LOS ANGELES ( TheStreet) -- KB Home ( KBH) shares jumped in morning trading Friday after the homebuilder drastically narrowed its quarterly losses, beating expectations, helped by fewer charges and higher revenue.

KB Home posted quarterly losses of $1.4 million, or 2 cents loss per share, compared with year-earlier losses of $66.1 million, or 87 cents loss per share. Analysts expected the builder to lose $12.8 million, or 15 cents per share.
New Homes

Revenue jumped 9.3% to $501 million. It was the first time in 4 years that KB Home booked revenue growth.

Inventory impairments and land option contract abandonment charges totaled $3.3 million, sharply lower than year-earlier charges of $47.7 million.

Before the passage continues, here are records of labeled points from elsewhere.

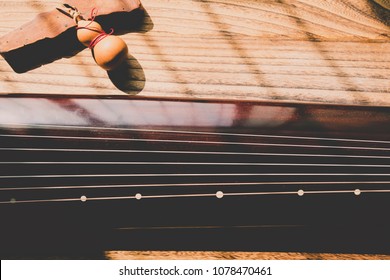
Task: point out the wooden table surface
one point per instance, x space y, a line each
333 51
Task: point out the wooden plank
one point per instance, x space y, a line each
294 50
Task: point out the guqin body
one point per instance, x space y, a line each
83 173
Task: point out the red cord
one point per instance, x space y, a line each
102 34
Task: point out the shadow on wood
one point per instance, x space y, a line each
129 77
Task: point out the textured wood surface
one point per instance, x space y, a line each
191 255
332 51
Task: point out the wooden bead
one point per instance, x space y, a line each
87 31
110 52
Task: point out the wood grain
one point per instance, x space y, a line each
215 255
295 50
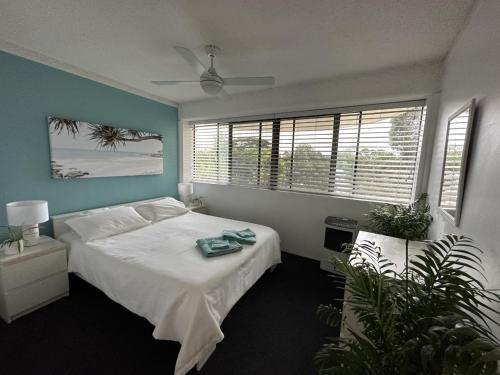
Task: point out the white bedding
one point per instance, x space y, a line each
158 273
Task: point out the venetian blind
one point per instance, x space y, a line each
367 154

KB Home improved its gross margins and moved from being an industry laggard to in-line with its homebuilder peers, noted Stifel Nicholas analyst Michael Widner. Another key positive in the report was word that KB Home's average sales price rose to $214,200, up 5.6% from year-earlier results, the analyst said, though he pointed out that the gain was mostly a function of heavily concentrated price gains in California.

The average price of a KB Home house sold on the West Coast jumped 14.9% to $353,200.

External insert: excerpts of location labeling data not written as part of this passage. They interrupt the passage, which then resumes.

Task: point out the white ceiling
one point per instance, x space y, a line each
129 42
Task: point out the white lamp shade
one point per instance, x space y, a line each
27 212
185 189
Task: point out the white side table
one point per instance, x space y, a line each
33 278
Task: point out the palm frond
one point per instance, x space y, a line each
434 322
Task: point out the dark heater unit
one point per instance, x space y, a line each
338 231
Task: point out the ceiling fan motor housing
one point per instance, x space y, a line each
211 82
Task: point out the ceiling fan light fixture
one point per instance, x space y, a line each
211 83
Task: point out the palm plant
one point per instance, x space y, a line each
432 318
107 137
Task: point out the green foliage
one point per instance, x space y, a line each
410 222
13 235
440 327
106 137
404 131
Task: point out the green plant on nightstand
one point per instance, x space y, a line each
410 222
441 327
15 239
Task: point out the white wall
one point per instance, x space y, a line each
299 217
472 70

Widner did add the KB Home's report included some negative aspects, namely a 39% drop in year-over-year order volume, significantly below his expectations. He also cautioned that low third-quarter orders and a smaller backlog had "set up the next two quarters as likely tougher than previously expected for EPS."

Earlier Friday morning the Commerce Department reported that sales of newly-built homes were flat in August at a seasonally adjusted annual rate of 288,000, flat from July's upwardly revised data.

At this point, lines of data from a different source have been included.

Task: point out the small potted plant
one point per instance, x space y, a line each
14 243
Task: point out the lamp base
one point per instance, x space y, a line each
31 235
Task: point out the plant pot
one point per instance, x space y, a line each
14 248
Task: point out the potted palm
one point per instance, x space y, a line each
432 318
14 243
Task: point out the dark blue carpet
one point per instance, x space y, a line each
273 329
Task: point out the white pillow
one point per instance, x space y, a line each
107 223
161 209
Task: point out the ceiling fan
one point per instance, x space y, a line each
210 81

July's results were originally reported at a sales pace of 276,000, the worst on record until Friday's adjustment to 288,000. May's new-home sales pace of 282,000 was the slowest pace on record.

August's new-home sales rate represented an 11% decline from year-earlier results.

The median sales price for new houses sold in August fell 0.6% to $204,000, the report said, the lowest since December 2003, while the average selling price was $248,000. The median price was 1.2% lower than year-earlier results. There were 206,000 new homes for sale at the end of August. Inventory fell 1.4% to the lowest level since August 1968. It would take 8.6 months to work through current inventory at the current sales pace.

The report came a day after the National Association of Realtors showed existing-home sales rebounded 7.6% in August to a better-than-expected seasonally adjusted annual rate of 4.13 million units.

Builder Lennar ( LEN) said Monday it returned to year-over-year profitability, beating quarterly expectations on higher revenue and a greater number of home deliveries.

>>Lennar Beats on Return to Profitability

Stocks in the homebuilder sector were mostly higher Friday, on a broadly bullish day for the market with U.S. equities looking to close the week with their fourth-consecutive weekly gain. The SPDR S&P Homebuilders ( XHB), an exchange-traded fund that tracks the homebuilder sector, and the iShares Dow Jones US Home Construction ( ITB) ETF each gained 2.4%.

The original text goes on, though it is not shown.